What Makes Qumulo’s Scale-Out File System Unique on AWS? (Part 1)

File System for AWS Cloud Migration

This 2-part series explores what makes Qumulo’s distributed, scale-out file system unique on AWS. In part 1 below, you’ll learn how the Qumulo Cloud Q software architecture is built for performance and dynamic scalability — supporting multi-protocol file access for high-performance workloads running in the cloud or in hybrid cloud environments. In part 2, we focus on how to copy objects between S3 buckets and clusters.

Why Enterprise File Services are Needed in the Cloud

Between the rapid growth of unstructured data, ever-increasing storage capacity requirements, and stringent budgets, IT departments are running into a data center problem — capital expenditures and lack of scalability are a roadblock to innovation and becoming more difficult to justify. Cloud migration is the obvious solution for unlimited performance and storage scalability, and to control costs for a high-performing data strategy.

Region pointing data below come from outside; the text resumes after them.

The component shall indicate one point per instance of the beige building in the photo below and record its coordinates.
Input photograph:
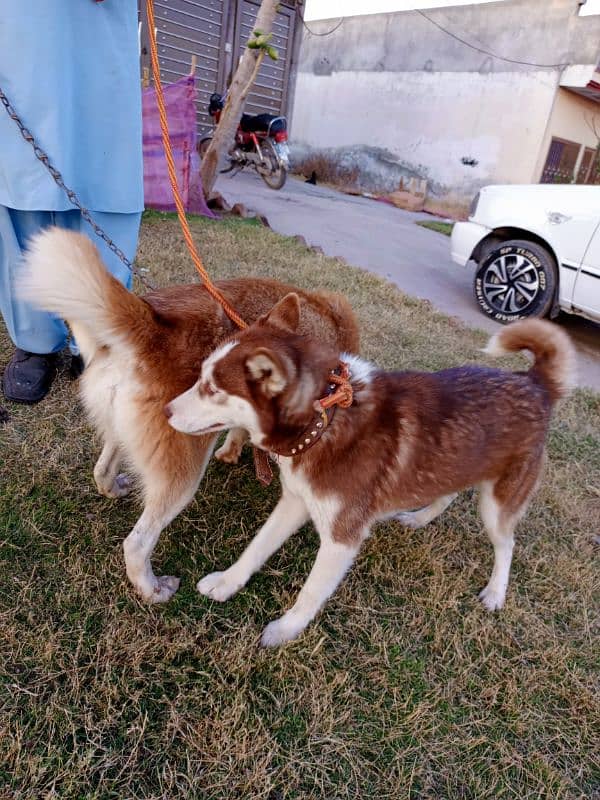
(504, 92)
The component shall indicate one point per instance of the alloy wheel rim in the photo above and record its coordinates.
(511, 283)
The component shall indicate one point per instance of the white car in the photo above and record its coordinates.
(537, 250)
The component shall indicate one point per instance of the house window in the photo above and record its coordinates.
(561, 162)
(589, 169)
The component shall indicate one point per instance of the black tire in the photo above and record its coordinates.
(275, 174)
(515, 280)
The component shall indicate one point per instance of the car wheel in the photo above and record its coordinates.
(515, 280)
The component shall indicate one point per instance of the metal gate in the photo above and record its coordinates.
(270, 90)
(209, 29)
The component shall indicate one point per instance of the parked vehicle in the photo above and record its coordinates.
(260, 142)
(537, 250)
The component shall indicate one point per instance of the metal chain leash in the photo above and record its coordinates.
(44, 158)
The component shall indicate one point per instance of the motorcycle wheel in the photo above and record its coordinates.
(274, 174)
(203, 145)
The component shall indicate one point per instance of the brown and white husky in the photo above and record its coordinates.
(140, 352)
(405, 440)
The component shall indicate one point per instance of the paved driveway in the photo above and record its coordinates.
(385, 240)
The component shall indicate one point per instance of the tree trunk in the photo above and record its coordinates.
(242, 82)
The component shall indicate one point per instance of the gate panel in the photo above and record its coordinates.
(193, 27)
(270, 91)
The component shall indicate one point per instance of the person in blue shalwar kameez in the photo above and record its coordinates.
(70, 68)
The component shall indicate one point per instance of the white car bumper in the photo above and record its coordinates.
(465, 238)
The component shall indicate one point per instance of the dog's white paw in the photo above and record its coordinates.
(409, 519)
(280, 631)
(219, 586)
(164, 589)
(492, 598)
(121, 486)
(229, 452)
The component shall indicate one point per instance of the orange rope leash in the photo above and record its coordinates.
(210, 287)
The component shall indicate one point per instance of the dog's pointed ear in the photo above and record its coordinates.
(285, 314)
(269, 370)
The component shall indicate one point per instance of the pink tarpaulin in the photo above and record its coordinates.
(181, 114)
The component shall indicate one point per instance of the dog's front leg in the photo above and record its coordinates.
(108, 481)
(289, 514)
(231, 449)
(140, 543)
(332, 563)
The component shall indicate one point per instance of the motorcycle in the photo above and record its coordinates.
(260, 142)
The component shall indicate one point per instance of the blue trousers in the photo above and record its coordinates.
(29, 328)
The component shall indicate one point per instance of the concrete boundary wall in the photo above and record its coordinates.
(389, 96)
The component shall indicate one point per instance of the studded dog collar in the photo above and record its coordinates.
(339, 393)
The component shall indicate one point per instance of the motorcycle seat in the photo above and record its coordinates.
(259, 123)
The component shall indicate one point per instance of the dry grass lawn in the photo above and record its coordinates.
(404, 687)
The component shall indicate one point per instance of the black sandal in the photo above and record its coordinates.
(28, 376)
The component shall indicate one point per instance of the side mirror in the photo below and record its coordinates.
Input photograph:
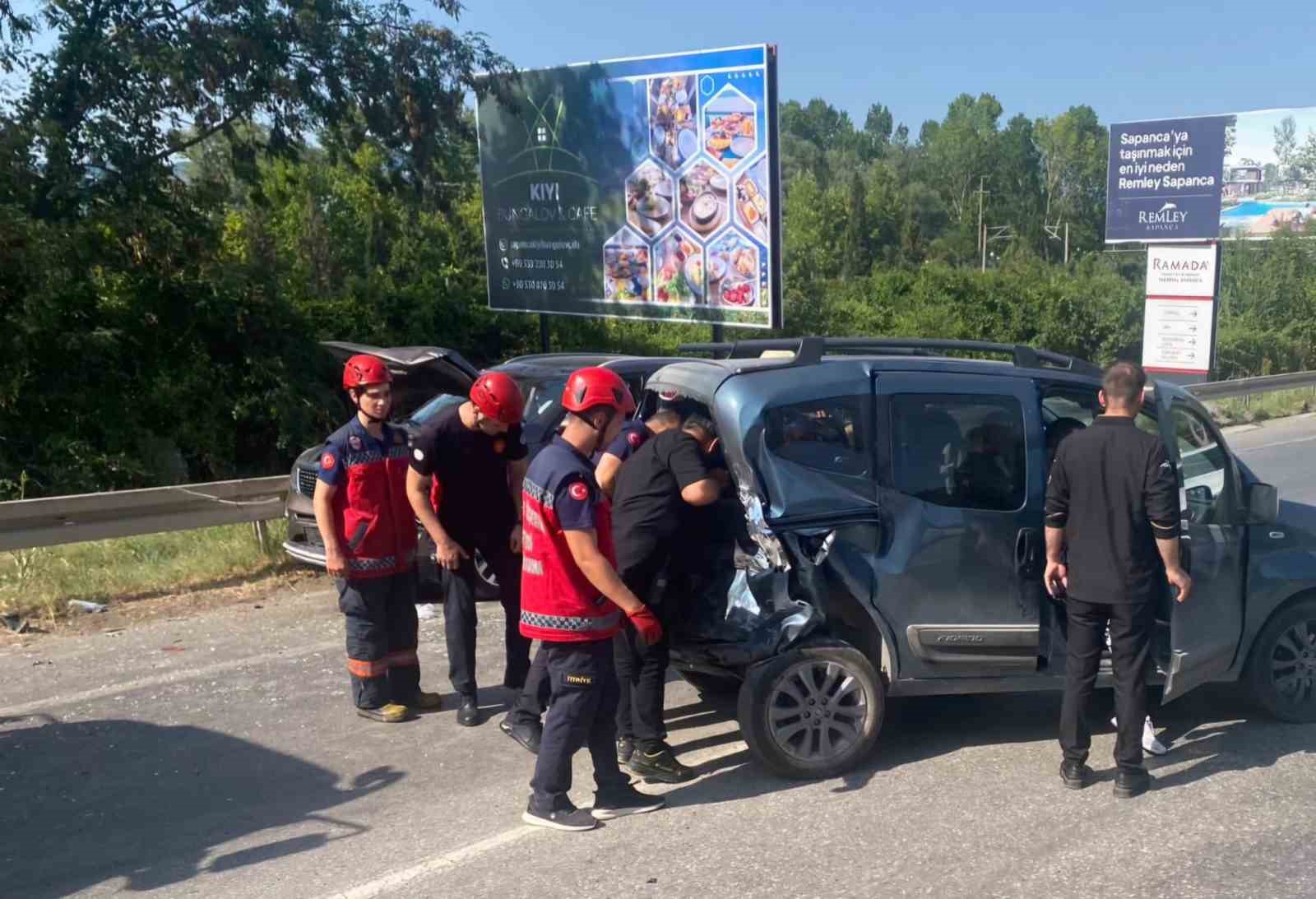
(1263, 503)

Lift and Shift Cloud Migration

Enterprises worldwide are choosing to move their data and applications to the cloud, but for many, the question becomes how do you get there quickly and with minimal risk? One of the fastest cloud migration methods is “lift and shift,” which means moving existing applications without major redesigns to the workloads. And, because the majority of on-premises applications work with file systems for Unix/Linux and/or Windows, enterprise-class file systems are needed in the cloud.

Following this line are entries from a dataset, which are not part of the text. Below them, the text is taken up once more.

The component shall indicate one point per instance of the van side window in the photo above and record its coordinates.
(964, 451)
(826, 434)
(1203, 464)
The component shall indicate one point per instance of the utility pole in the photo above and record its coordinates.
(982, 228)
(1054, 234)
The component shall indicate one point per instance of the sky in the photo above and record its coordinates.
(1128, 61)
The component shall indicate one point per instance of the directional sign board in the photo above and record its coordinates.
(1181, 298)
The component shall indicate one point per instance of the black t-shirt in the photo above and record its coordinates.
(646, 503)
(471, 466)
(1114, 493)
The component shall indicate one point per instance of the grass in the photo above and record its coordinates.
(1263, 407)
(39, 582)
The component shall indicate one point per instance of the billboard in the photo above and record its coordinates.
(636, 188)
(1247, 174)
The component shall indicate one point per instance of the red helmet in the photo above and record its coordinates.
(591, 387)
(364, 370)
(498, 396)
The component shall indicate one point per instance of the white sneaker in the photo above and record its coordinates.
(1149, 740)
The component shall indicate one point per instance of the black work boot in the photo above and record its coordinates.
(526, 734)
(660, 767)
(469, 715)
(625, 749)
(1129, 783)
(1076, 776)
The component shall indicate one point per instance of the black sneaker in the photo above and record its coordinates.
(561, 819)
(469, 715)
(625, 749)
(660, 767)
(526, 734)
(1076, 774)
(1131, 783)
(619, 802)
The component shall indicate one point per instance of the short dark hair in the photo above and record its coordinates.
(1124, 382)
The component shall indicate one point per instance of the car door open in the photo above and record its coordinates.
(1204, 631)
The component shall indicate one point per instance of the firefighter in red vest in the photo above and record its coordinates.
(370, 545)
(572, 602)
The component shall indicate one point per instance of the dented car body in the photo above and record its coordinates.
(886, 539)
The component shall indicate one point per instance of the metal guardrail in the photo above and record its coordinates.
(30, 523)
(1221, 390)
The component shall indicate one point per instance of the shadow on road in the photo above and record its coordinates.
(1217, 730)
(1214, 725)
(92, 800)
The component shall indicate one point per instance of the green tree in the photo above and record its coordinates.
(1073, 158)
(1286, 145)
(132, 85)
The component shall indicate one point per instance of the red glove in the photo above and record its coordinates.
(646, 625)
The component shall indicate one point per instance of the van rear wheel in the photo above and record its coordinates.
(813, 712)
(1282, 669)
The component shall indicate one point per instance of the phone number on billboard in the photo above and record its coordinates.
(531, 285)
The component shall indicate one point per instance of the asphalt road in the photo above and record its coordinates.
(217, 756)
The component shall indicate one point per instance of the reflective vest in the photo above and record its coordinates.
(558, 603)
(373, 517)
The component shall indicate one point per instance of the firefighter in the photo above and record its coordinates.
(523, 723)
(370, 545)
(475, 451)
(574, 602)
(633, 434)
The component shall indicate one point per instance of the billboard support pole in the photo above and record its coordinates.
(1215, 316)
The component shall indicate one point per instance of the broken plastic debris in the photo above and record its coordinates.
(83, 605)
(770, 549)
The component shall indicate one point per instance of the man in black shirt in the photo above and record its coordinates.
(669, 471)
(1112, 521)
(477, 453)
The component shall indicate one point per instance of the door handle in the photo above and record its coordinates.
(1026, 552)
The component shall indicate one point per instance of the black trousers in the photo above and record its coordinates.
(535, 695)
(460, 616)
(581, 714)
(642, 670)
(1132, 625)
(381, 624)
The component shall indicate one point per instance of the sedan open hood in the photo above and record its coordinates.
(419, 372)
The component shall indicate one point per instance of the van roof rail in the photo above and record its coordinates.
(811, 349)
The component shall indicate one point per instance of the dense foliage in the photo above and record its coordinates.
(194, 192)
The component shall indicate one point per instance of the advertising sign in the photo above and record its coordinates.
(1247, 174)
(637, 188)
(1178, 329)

The Challenges of Migrating Enterprise Data to the Cloud

As organizations migrate petabyte-scale, high-compute workloads to the cloud, they are faced with unique challenges including choosing a scalable enterprise data storage solution capable of storing, managing, and building High-Performance Computing (HPC) workflows and applications with data in its native form.

When migrating file system-dependent workloads to the cloud, CIOs and system administrators require a solution that addresses the following migration challenges:

  • Access to the data should be possible from any protocol at the same time
  • Permissions and ACLs should be “translated” transparently between POSIX and Windows and potentially other protocols such as FTP or HTTP
  • The solution should have enterprise features that storage administrators use on on-premises, such as Snapshots, Quotas, Kerberos integration, and UID/SID mapping
  • At the same time, the solution should be software-defined with cloud-native integration; for example, automated implementation through Cloud Formation Templates or Terraform as well as integration with Amazon CloudWatch
  • The solution should be scalable and allow expansion of capacity and performance in real-time without any service interruption
  • The system should be able to deal with billions of files without the requirement of performing tree-walks for certain operations such as backups, analytics, or the creation of usability statistics
  • The solution should support SMB, NFS, and sometimes FTP
  • Companies with a multi-cloud strategy want a similar file solution across clouds with the same APIs, management, cloud integration, performance tiers, backup methods, access protocols, etc.
  • Ideally, the solution allows moving data between the file system and Amazon Simple Storage Service (S3) because in many cases, their central data repository lives in S3
  • Alternatively, they may have data on the file system that they want to process with an Amazon native service that operates on file data in S3
  • The file system should support a hybrid cloud environment to easily move data on-premises to the cloud
    Ideally, the solution includes real-time performance and capacity analytics to gain insight on usage patterns, utilization, and cost optimization

Qumulo recognized that legacy scale-out and scale-up solutions were not designed to handle today’s data volumes, file types, applications, and workloads. Legacy data storage systems simply can’t provide a path to the cloud — so we built a better one.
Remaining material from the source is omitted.